Dai sentieri silenziosi, che attraversano i boschi degli Appennini. Alle gallerie chic dell’arte contemporanea. Sembrerebbero mondi lontani....
Dai sentieri silenziosi, che attraversano i boschi degli Appennini. Alle gallerie chic dell’arte contemporanea. Sembrerebbero mondi lontani. Ma cambia tutto se ci si lascia condurre dalla comicità di Arianna Porcelli Safonov, domani al Teatro Carcano con “Gli sforzi inutili (con cui la vita cerca di imitare l’arte)“. Replica unica. Per ridere dell’arte e piangere del suo classismo. In compagnia di una delle scrittrici più seguite sui social. Che dopo una carriera nell’organizzazione di eventi internazionali, qualche anno fa ha scelto la parola. In tutte le sue forme.
Arianna, cosa le ha fatto l’arte contemporanea? "Se vuoi è un problema di inclusività, piuttosto curioso considerando che sul tema si stanno interrogando tutti. L’arte contemporanea invece più appare sofisticata e più mostra la sua natura esclusiva. Sensazione che percepisci già negli spazi dedicati a mostre e installazioni: cubi di cemento armato, non trovi nemmeno le porte per entrare. O per uscire".
L’ottuso elitarismo dell’arte. "Che io reputo un’occasione persa per la società. Perché a differenza di altri tentativi di inclusione – i cui frutti si vedranno chissà quando –, in questo caso gli effetti potrebbero essere immediati. Ma si preferisce parlare agli addetti del settore invece di allargare la platea".
Altre volte però la sensazione è opposta: pensi all’Hangar Bicocca, gli spazi accoglienti, gratuiti, a tratti ludici. "Credo che Milano faccia un po’ caso a sé. Ci sono differenze enormi a seconda delle città e dei progetti. Ma il classismo nell’ambiente credo si percepisca molto forte. E poi c’è una certa bizzarria nella fruizione".
A cosa pensa? "A quei gruppi di giapponesi in visita guidata agli Uffizi, che guardano le opere sullo smartphone invece che alle pareti. Un cortocircuito, osservato con i miei occhi".

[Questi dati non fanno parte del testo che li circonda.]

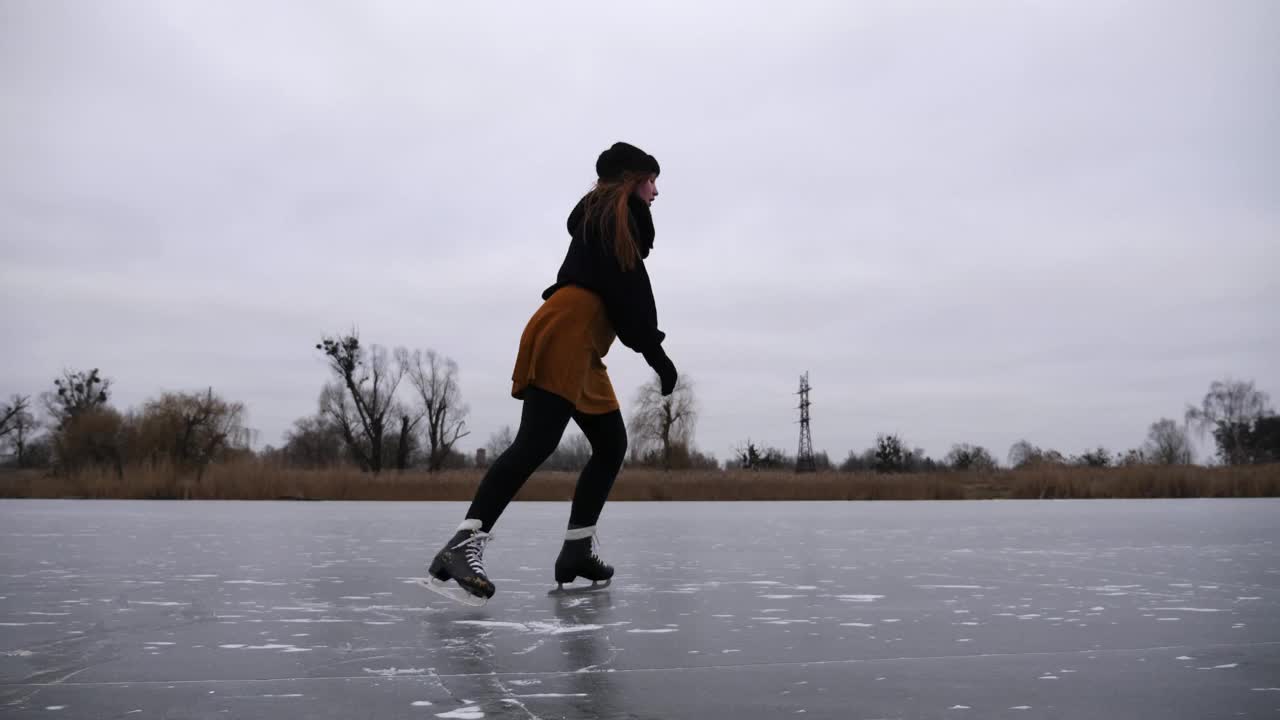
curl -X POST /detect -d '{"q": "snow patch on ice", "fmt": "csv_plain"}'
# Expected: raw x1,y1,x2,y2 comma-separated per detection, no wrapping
453,620,602,635
223,580,287,587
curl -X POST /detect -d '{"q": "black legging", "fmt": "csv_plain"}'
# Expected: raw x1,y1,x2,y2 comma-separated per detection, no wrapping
467,386,627,533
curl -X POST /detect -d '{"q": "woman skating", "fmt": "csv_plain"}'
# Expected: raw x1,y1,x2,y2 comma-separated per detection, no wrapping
428,142,677,605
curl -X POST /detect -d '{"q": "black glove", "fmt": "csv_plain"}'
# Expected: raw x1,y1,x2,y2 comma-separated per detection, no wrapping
644,345,680,397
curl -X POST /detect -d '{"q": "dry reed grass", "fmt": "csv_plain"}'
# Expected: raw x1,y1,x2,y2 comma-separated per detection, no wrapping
0,460,1280,501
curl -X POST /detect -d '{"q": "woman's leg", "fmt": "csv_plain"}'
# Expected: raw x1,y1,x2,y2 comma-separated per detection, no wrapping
467,386,573,533
568,410,627,529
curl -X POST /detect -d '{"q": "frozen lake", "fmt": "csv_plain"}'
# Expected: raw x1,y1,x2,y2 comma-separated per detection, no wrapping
0,500,1280,720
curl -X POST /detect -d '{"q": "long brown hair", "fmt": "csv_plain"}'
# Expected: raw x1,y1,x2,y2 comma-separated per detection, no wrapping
582,173,649,270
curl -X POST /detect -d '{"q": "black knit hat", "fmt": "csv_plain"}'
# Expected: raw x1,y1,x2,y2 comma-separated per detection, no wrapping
595,142,660,181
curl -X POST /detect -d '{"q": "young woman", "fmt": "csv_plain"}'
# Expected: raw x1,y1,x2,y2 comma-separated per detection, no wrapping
428,142,677,605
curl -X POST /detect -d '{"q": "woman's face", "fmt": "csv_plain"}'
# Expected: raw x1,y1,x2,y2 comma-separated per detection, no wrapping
635,176,658,205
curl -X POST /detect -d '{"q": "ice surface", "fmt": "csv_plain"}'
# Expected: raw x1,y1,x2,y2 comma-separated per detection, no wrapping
0,500,1280,720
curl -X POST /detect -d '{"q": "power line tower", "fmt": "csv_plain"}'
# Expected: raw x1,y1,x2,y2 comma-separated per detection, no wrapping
796,372,818,473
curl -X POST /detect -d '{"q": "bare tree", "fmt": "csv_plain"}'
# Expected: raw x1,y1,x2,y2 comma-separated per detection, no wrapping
394,404,426,470
41,368,111,429
943,442,996,473
1009,439,1044,468
0,395,40,468
1187,378,1271,465
0,395,31,438
404,350,471,471
280,415,346,469
1139,418,1192,465
631,375,698,470
484,425,516,462
316,332,404,473
136,388,248,480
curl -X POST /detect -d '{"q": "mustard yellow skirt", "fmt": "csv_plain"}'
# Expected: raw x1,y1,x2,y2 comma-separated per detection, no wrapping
511,286,620,415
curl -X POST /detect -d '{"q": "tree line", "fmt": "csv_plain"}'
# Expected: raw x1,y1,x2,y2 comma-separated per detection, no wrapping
0,331,1280,479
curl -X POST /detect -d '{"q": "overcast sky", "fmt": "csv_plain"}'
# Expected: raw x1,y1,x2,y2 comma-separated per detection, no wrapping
0,0,1280,460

Sul palco racconta diversi episodi autobiografici. "Per riderci sopra e magari trasformarle in riflessioni un po’ più ampie. Come il fatto che certe esperienze sembra che le facciamo solo per raccontarle sui social. Ricordo ad esempio un mio viaggio in Islanda, in barca col mal di mare, mezza ghiacciata, per cercare di scorgere le balene che non si sono nemmeno fatte vedere, tanto che ci hanno rimborsato il biglietto".
Continua a piacerle la vita ritirata sugli Appenini? "Sì, anche se ci sono delle controindicazioni. Come il fatto che non ne posso più di metterci cinque ore a raggiungere qualsiasi posto. Ma resisto, adoro il ritmo delle giormate, la qualità della vita che ti fa godere di cose dimenticate, come il cambio delle stagioni. E mi piace anche quando mi riapproprio della città, sentendomi un po’ disadattata".

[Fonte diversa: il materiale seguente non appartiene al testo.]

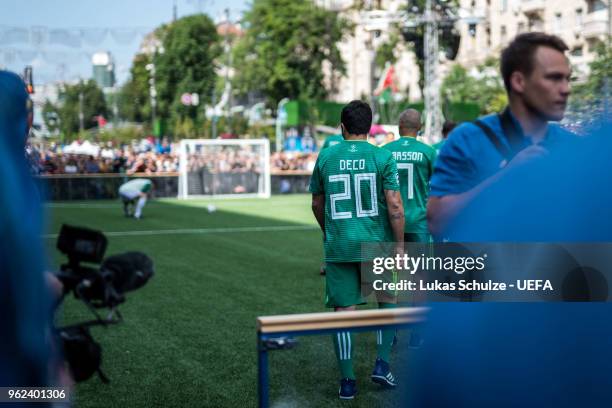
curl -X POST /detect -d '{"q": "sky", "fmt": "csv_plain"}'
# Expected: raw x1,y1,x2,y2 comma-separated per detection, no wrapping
0,0,248,85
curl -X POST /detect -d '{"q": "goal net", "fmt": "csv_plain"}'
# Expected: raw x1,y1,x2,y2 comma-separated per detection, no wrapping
179,139,270,198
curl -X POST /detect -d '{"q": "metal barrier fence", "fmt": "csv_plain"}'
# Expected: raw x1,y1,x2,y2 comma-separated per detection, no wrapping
38,171,310,201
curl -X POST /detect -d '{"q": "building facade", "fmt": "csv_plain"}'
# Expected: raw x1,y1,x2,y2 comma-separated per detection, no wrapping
315,0,612,102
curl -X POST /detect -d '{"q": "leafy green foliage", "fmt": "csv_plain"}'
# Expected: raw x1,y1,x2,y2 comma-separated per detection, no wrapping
234,0,349,105
374,28,399,69
153,14,221,123
441,58,507,114
569,42,612,120
43,79,108,140
119,14,221,137
118,54,151,122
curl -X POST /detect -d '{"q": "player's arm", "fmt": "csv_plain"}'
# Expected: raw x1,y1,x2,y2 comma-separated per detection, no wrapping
312,194,325,234
385,190,406,252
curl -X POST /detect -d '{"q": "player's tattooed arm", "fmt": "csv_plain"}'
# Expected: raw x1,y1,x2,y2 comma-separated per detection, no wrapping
312,194,325,234
385,190,406,253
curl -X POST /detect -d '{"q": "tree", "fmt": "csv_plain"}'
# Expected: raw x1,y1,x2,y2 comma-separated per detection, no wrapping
374,30,399,69
234,0,349,106
569,42,612,121
118,54,151,122
152,14,221,125
43,79,108,139
401,0,460,94
441,58,507,114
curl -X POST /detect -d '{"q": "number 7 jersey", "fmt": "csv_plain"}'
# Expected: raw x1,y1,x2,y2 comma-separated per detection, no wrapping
383,137,436,233
310,140,400,262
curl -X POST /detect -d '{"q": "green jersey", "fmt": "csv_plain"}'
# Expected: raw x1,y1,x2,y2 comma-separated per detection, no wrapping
310,140,400,262
119,179,151,195
384,137,436,233
321,135,344,150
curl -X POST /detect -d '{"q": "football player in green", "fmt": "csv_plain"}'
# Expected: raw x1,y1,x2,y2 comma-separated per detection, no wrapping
321,135,344,150
384,109,436,348
310,101,404,399
119,179,153,219
319,135,344,275
383,109,436,242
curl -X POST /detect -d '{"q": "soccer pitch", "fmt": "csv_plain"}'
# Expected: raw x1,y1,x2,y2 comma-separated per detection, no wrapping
44,195,409,407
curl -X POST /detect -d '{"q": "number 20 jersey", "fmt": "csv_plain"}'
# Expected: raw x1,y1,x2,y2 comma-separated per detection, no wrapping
310,140,400,262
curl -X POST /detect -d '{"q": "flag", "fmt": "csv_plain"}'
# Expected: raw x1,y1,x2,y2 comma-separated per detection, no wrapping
374,64,397,99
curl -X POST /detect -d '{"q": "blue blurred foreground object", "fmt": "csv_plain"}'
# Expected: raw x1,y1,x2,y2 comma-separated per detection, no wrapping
409,123,612,408
0,71,51,386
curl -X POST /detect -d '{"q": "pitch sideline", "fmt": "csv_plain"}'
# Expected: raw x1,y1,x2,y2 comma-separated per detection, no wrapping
42,225,319,239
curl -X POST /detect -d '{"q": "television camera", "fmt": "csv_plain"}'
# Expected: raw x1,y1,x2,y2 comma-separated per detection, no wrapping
55,225,154,383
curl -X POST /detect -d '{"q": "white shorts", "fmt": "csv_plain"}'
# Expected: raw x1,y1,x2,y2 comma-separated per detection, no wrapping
119,191,140,201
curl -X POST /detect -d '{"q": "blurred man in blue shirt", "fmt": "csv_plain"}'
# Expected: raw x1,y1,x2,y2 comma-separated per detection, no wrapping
410,125,612,408
0,71,52,386
427,33,571,236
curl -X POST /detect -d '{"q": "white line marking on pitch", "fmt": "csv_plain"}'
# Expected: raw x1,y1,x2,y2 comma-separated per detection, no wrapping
42,225,319,239
45,201,310,210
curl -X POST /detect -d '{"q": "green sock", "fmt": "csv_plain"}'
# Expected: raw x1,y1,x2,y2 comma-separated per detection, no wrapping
376,303,397,363
332,332,355,380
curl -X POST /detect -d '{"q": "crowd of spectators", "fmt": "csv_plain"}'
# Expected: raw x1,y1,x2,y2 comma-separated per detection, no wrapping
28,138,317,175
187,145,262,173
270,152,317,172
28,139,179,174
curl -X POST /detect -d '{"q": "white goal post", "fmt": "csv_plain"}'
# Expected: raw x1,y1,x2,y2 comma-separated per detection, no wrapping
178,139,270,198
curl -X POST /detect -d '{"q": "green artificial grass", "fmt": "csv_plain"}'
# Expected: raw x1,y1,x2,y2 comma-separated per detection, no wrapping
45,195,410,408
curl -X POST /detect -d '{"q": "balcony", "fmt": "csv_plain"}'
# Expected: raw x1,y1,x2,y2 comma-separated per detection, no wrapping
521,0,546,15
580,9,608,38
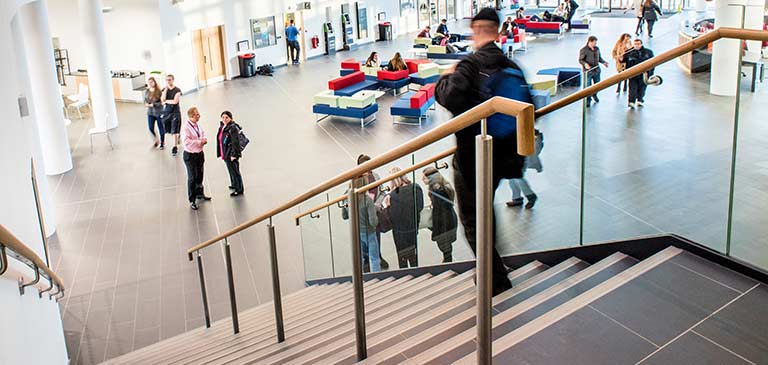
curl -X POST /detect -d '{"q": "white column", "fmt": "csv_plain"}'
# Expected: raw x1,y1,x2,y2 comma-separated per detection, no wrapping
77,0,117,130
19,0,72,175
11,12,56,235
709,0,763,96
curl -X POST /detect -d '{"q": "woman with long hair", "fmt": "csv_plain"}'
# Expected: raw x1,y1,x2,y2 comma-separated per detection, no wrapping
387,52,408,71
422,166,459,263
144,76,165,150
384,167,424,269
365,51,379,67
611,33,632,93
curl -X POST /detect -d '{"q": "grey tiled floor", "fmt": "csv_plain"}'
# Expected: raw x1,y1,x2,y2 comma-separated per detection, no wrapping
51,12,768,364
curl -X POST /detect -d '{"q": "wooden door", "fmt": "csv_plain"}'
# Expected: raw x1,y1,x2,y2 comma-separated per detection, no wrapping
192,26,225,86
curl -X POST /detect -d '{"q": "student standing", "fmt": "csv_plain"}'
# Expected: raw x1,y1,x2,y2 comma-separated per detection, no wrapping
579,35,608,108
285,19,301,65
611,33,632,93
643,0,661,38
144,76,165,150
624,39,653,108
216,110,243,196
160,74,181,156
435,8,532,295
183,107,211,210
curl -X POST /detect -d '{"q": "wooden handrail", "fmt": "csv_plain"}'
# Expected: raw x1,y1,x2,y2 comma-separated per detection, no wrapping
0,224,64,291
187,28,768,261
293,147,456,226
187,96,534,261
536,28,768,118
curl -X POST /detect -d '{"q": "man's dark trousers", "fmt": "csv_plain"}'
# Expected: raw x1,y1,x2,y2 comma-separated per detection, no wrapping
184,151,205,203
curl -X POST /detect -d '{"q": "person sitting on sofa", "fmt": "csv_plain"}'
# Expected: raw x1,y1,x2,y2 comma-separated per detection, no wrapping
365,51,379,67
416,25,432,38
387,52,408,71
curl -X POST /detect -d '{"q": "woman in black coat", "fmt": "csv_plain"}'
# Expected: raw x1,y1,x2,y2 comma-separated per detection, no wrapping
384,167,424,269
423,166,458,263
216,110,244,196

Con “Transumansia“ ha unito trekking e scrittura. "È un progetto iniziato durante il covid, pensavo terminasse in fretta. E invece continua ad avere tantissima attenzione. Ci addentriamo per 8 km nei boschi, un percorso ad anello con alcune tappe dedicate a una selezione bibliografica sul tema del cambiare vita. Partiamo dal mio libro “Fottuta campagna“ per toccare poi il Walden di Thoreau, Giorgio Boatti, Calamandrei".
Non le manca un po’ il lavoro precedente? "Mi manca nei termini in cui vengo ora guardata come fossi meno professionale, intellettualmente meno capace perché faccio l’artista, quella che sale sul palco e dice cavolate. Mentre prima ero superiore per il solo fatto di lavorare 23 ore al giorno, prendendomi la responsabilità penale di quello che succedeva, senza per altro averne i benefici economici".
Ma è una questione di professione o di comicità? "Il problema è come viene visto il lavoro creativo in questo Paese".
Le piace invece la visibilità sul web? "Sì, anche se presuppone una grande difficoltà per me. Perché com’è successo già da tempo in tv, è passata la convinzione che per comunicare in rete il linguaggio dev’essere più fruibile, commerciale, di bassa qualità. Anche nella scelta dei contenuti. Così ora è come se avessi due uffici, due posti di lavoro diversi e dovessi parlare due linguaggi, di cui uno estremamente banalizzato".
E ci riesce? "Più che altro la mia sfida è quella di avvicinare le due cose".
Si augura questo per i prossimi mesi? "Sarebbe bello. Insieme a una vacanza". Mi ha risposto la stessa cosa lo scorso anno. "Ecco vedi, non è ancora arrivata...".